Of course it’s going to tilt a person’s whole outlook on life.
◇
I tidy the room quickly and wait for Houu-chan’s arrival; she’d sent those messages a little while ago. She had visited our house on weekends before, days without school. But those had always been with at least a day’s notice, a single arrangement with prior contact; something like today, a sudden message saying she’s on her way right now, didn’t exist in my memory.
The front door intercom sounds.
I leave my room, come down the stairs, unlock the front door.
When I open it from my side, the heavy door becomes light in an instant.
Houu-chan, having pulled the handle, stands there with that easy, welcoming smile.
“Hello.”
In direct contrast to her smile, my mood is not especially good, because she rang the intercom.
“What do you think I went to the trouble of negotiating with my parents and giving you a spare key for?”
“It’s fine, isn’t it. You could stand to welcome me in once in a while.”
“I don’t like fuss. You know that.”
“It’s just stepping out of your room and coming down the stairs.”
“The act of going out to meet someone is itself a bother. And besides…”
I pause.
“Greeting people at the door is the pet’s job, isn’t it?”
I lift the corner of my mouth with a note of satisfaction.
I wonder how she’ll react.
The attitudes and ways of speaking she doesn’t show at school.
But in private, and in situations close to just the two of us…
Our promise takes priority over everything else.
Both of us bound by the promise, transformed into a relationship of master and subordinate for the sake of fulfilling each other’s wishes. So here, on the front step of this perfectly ordinary house, we are no longer perfectly ordinary high school girls.
The moment I caught sight of Houu-chan, some switch had already been thrown inside me. Even the irritation at her ringing the intercom despite having a spare key had barely registered before I was moving to make her depend on me. Trying things out.
Under the promise, control is mine to hold.
That’s what I’d believed, and it’s why I’d taken that goading attitude just now.
I waited, enjoying the anticipation of her reaction. But what came back was something I hadn’t expected.
“Though I suppose cats aren’t as clever as dogs, and they don’t come to greet you either.”
“…What’s that supposed to mean?”
“Heh. A kept cat that hisses at its owner gets a bad kitty, you know.”
Houu-chan prods my forehead with one index finger, looking amused.
A cat? Me? And a kept one at that?
The Houu-chan I’m fond of at school, the dog-like one, doesn’t exist inside the promise.
In her place exists a Houu-chan whose eyes go dark and flat, who lets me do as I please with her body on the pretext of mutual dependence.
I hold feelings for that Houu-chan too, feelings other than fondness, as we spend our days entangled together.
Which means I’m not fond of this version of her, the un-dog-like one. And being called a “kept cat” by a girl I’m not fond of left a strange mark on my small and petty pride.
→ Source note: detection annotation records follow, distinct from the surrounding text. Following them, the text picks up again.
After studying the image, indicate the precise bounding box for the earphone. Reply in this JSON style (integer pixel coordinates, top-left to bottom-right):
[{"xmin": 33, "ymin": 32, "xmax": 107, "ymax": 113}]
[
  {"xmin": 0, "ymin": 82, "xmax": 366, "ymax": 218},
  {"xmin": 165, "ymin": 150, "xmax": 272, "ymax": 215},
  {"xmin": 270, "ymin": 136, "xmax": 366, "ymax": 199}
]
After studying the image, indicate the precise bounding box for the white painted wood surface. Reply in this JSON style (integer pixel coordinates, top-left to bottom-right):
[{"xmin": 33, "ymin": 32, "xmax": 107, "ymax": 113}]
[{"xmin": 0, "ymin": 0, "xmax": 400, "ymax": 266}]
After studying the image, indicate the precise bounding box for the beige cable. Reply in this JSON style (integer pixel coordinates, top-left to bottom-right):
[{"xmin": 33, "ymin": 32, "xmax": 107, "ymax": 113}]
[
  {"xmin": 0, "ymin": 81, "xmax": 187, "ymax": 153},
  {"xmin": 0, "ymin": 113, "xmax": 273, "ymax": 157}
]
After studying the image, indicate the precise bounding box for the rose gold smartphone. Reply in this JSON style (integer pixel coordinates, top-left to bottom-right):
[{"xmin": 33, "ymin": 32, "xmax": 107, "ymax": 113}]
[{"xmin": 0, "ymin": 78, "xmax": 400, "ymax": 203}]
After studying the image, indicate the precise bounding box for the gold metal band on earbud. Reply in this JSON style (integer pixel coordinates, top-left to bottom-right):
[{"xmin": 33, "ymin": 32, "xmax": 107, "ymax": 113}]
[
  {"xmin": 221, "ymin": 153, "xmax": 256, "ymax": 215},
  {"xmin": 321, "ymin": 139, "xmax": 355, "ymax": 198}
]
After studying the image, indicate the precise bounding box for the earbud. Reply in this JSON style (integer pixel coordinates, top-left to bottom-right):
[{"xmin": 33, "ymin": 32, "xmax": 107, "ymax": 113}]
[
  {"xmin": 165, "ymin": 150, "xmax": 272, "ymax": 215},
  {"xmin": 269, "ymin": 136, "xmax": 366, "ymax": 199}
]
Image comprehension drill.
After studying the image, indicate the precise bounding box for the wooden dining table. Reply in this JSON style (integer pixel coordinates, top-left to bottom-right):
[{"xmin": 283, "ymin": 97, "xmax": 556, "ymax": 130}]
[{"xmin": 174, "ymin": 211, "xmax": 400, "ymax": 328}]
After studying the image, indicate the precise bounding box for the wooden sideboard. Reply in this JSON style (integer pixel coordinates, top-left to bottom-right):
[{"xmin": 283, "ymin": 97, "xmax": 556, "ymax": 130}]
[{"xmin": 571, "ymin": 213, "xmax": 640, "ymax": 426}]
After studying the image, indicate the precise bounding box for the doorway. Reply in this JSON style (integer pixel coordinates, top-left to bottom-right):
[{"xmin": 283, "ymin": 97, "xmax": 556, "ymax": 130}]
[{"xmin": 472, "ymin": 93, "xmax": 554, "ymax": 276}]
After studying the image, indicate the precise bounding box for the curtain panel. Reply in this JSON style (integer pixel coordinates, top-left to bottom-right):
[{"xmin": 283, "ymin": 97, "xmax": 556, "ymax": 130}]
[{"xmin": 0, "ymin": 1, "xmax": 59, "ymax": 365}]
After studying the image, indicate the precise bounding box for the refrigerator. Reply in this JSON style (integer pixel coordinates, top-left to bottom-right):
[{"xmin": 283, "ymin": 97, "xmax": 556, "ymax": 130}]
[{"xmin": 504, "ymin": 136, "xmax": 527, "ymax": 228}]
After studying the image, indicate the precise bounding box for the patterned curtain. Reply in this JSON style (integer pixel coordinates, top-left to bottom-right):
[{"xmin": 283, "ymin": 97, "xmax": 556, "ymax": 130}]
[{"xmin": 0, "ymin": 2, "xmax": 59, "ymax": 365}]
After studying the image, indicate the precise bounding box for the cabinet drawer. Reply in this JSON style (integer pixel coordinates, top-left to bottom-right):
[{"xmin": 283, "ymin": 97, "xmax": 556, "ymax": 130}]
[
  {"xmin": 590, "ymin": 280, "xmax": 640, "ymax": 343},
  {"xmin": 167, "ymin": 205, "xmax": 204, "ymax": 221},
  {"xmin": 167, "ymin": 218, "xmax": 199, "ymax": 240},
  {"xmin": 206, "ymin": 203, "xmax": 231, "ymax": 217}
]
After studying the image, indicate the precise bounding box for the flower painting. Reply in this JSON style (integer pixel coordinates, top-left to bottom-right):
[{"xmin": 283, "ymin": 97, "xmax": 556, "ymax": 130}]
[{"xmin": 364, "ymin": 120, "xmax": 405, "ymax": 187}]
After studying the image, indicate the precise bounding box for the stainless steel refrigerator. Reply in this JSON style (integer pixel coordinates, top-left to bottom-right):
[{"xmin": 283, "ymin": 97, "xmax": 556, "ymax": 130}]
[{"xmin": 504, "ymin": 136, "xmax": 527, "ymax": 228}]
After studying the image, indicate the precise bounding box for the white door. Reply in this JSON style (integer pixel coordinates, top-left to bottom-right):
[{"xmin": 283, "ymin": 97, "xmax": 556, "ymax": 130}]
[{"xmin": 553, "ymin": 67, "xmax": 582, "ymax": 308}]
What I truly want to see is not Houu-chan like this, grinning and teasing me with evident enjoyment.
“…Fine. Come in.”
I turn my back on her.
She needs to be shown.
That girl who can’t commit to being a dog through and through.
Who yields her body to me with an air of detachment.
Today, thoroughly.
More than ever before.
Undressing her one layer at a time.
Looking down at her flushed, burning cheeks and body with cold eyes.
Working over every place I know will make her feel good.
So that a dog never mistakenly scratches its master again.
Until she protests. No, even after she protests — today, I’ve made up my mind to train her.
If I go that far.
Perhaps.
Maybe she’ll look at me with even a little spite in those eyes.
I hope she does.
Hiding that true feeling, I made my way with Houu-chan to my room.